"Alleleome" is a specialized package designed to explore and analyze natural sequence variations within the Open Reading Frames (ORFs) of alleles of core genes in a species' pan-genome, both at the amino acid and nucleotide levels. It identifies variants such as substitutions, insertions, and deletions through a series of steps:
- Initial QCQA of sequences.
- Building consensus for each gene's allele set.
- Pairwise alignment of consensus sequences with individual alleles.
- Identification and generation of amino acid variant datasets.
- Analysis of synonymous and non-synonymous substitutions from codons and corresponding amino acid data.
The Alleleome workflow is specifically tailored to study the natural sequence variations in core genes of the pan-genome of a species, with an emphasis on variations at the amino acid and nucleotide level.
This package is based on the Alleleome package created by Archana S. Harke (anpache/Core-Alleleome) For more detailed information, refer to their publication: Early Release on BioRxiv
- Alleleome is tested and confirmed for Linux systems with the Conda package manager.
- Requires Python version 3.10 or higher.
- For optimal performance, especially when processing a large dataset, such as 1400 core genes and their respective alleles across 3400 strains, a high RAM capacity is strongly recommended.
-
Clone the repository (ensure Git LFS is set up as described above).
-
Navigate to the Alleleome directory:
cd Alleleome
-
Activate the virtual environment as instructed above.
-
Install the package:
pip install .
The package consists of 5 subprograms that should be run sequentially:
- prepare: Collect information on the genomes and genes/loci, and perform QC/QA.
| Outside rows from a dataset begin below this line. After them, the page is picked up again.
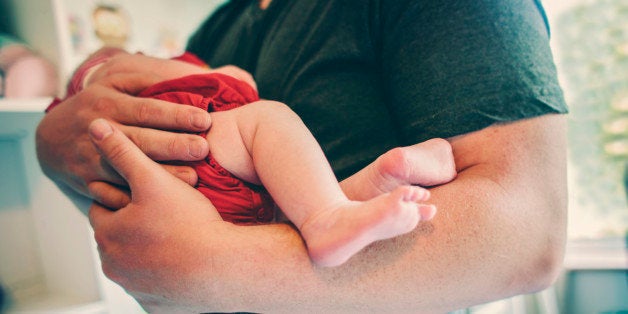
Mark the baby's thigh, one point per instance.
(227, 147)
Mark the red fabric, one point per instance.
(237, 201)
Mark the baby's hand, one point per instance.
(426, 164)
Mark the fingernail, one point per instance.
(427, 212)
(200, 121)
(100, 129)
(196, 149)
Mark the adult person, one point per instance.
(479, 73)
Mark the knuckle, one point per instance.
(144, 112)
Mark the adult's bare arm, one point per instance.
(67, 156)
(500, 231)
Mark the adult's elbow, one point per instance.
(545, 263)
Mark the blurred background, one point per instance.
(47, 259)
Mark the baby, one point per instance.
(257, 144)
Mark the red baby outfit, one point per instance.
(237, 201)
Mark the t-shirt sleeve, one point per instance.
(452, 67)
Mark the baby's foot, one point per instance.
(333, 236)
(428, 163)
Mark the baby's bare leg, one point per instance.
(426, 164)
(284, 156)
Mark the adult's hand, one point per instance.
(165, 222)
(68, 157)
(64, 150)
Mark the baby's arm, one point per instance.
(426, 164)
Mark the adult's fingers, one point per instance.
(145, 112)
(109, 196)
(184, 173)
(126, 158)
(165, 146)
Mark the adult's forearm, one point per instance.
(499, 232)
(471, 253)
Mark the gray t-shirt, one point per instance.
(367, 76)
- fasta: Use the collected information to create amino acid and nucleotide fasta files for alignment. At this steps it should be specified whether teh Core-alleleome should be anlyzed (default) or the Panalleleome (
--pan
). - process: Run alignments using blast and mafft.
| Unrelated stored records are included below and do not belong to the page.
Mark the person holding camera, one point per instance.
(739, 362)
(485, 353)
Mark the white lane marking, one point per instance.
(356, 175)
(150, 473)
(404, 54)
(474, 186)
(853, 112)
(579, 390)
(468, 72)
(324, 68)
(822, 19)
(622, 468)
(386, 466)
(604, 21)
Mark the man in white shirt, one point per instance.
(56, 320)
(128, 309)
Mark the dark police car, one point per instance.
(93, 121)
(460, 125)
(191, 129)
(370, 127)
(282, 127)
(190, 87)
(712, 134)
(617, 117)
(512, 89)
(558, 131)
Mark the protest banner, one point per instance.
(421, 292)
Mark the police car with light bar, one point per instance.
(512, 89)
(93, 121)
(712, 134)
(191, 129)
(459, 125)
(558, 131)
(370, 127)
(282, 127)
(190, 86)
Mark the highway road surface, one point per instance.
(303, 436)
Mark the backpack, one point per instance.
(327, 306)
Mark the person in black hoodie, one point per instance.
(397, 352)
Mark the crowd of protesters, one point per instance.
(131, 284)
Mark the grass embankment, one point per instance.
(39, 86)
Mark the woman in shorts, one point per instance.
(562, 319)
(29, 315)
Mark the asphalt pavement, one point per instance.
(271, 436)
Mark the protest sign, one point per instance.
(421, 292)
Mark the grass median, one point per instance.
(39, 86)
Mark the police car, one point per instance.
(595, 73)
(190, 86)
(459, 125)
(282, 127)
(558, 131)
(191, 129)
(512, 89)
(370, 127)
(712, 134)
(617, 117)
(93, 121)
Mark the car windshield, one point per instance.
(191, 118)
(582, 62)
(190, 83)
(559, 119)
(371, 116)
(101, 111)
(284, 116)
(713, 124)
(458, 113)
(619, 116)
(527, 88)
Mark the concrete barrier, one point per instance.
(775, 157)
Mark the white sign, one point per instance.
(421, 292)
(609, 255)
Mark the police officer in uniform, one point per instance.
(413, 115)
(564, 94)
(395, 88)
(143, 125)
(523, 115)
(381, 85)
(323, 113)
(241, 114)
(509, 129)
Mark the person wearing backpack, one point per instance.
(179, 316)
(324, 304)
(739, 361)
- analyze: Analyze and process the sequence alignments.
- preplot: Generate files required for plotting the results on PanKB.
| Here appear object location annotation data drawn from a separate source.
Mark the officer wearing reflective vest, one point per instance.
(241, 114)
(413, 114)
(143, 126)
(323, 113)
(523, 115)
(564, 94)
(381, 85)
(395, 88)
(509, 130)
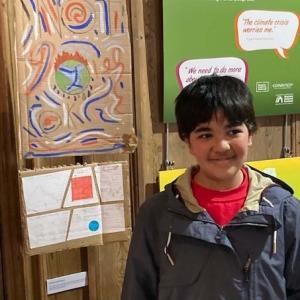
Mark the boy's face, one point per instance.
(221, 149)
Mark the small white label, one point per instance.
(65, 283)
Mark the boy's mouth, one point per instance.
(223, 158)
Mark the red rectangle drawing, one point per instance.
(81, 188)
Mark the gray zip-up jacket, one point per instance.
(179, 253)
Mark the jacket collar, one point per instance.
(258, 183)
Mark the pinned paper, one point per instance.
(62, 207)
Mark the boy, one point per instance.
(221, 231)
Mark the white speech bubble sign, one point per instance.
(189, 70)
(261, 29)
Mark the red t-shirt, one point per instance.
(222, 206)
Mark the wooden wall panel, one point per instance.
(24, 276)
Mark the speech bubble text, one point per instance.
(260, 29)
(190, 70)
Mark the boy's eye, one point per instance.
(234, 131)
(204, 135)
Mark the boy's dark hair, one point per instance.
(200, 100)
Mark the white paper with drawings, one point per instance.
(85, 222)
(48, 229)
(44, 192)
(113, 217)
(110, 182)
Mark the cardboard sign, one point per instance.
(74, 77)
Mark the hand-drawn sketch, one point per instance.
(74, 77)
(70, 211)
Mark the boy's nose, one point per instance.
(221, 145)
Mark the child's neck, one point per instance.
(219, 185)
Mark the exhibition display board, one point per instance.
(255, 41)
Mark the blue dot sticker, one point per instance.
(94, 225)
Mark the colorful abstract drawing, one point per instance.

The computationally intensive process and analyze subprograms can (and should typically) be run in parallel by specifying the number of available cores using -p <num>
.
You can find the full usage and parameters of alleleome
by using the --help
function:
$ alleleome -h
usage: alleleome [-h] {prepare,fasta,process,analyze,preplot} ...
Alleleome - Explore and analyze natural sequence variations within the Open Reading Frames (ORFs) of alleles of genes in a species pan-genome.
positional arguments:
{prepare,fasta,process,analyze,preplot}
options:
-h, --help show this help message and exit
The different modes should be run in the order: prepare > fasta > process > analyze > preplot. Info on the inputs and outputs for every mode can be found by invoking that mode with the --help argument. E.g.:
$ alleleome prepare -h
usage: alleleome prepare [-h] --gp_binary GP_BINARY --gp_locustag GP_LOCUSTAG --summary SUMMARY --summary_v2 SUMMARY_V2 --gbk_folder GBK_FOLDER --all_locustag ALL_LOCUSTAG --all_genes ALL_GENES --sel_locustag SEL_LOCUSTAG --sel_genes SEL_GENES
options:
-h, --help show this help message and exit
--gp_binary GP_BINARY
Path to gene_presence_binary csv file.
--gp_locustag GP_LOCUSTAG
Path to gene_presence_locustag csv file.
--summary SUMMARY Path to df_pangene_summary.csv file created by roary.
--summary_v2 SUMMARY_V2
Path to the updated summary.
--gbk_folder GBK_FOLDER
Folder containing GenBank files.
--all_locustag ALL_LOCUSTAG
Path to all_locustags csv file.
--all_genes ALL_GENES
Path to all_genes csv file.
--sel_locustag SEL_LOCUSTAG
Path to sel_locustags csv file.
--sel_genes SEL_GENES
Path to sel_genes csv file.
Alleleome introduces the concept of "ORF alleleome," encapsulating the gene alleles found across all strains of a species, thus providing a comprehensive view of genome-scale sequence variations. This analysis can be instrumental in understanding sequence diversity characteristics and natural selection processes across different species within a family. The study of the alleleome offers insights into the genetic basis of natural selection in a species.
Key features include:
- Analysis of sequence variants using the consensus sequence of ORFs.
- Identification of dominant amino acids and their variants at specific positions.
- Revealing natural sequence and structural variations compared with the consensus sequence and structural attributes.
- Identification of genome-scale synonymous and non-synonymous mutations through the analysis of codon changes and their corresponding amino acid changes."
- Python and Biopython.
- Integrated with "BGCflow" workflow using SnakeMake.
This project is licensed under the MIT License - see the LICENSE file for details.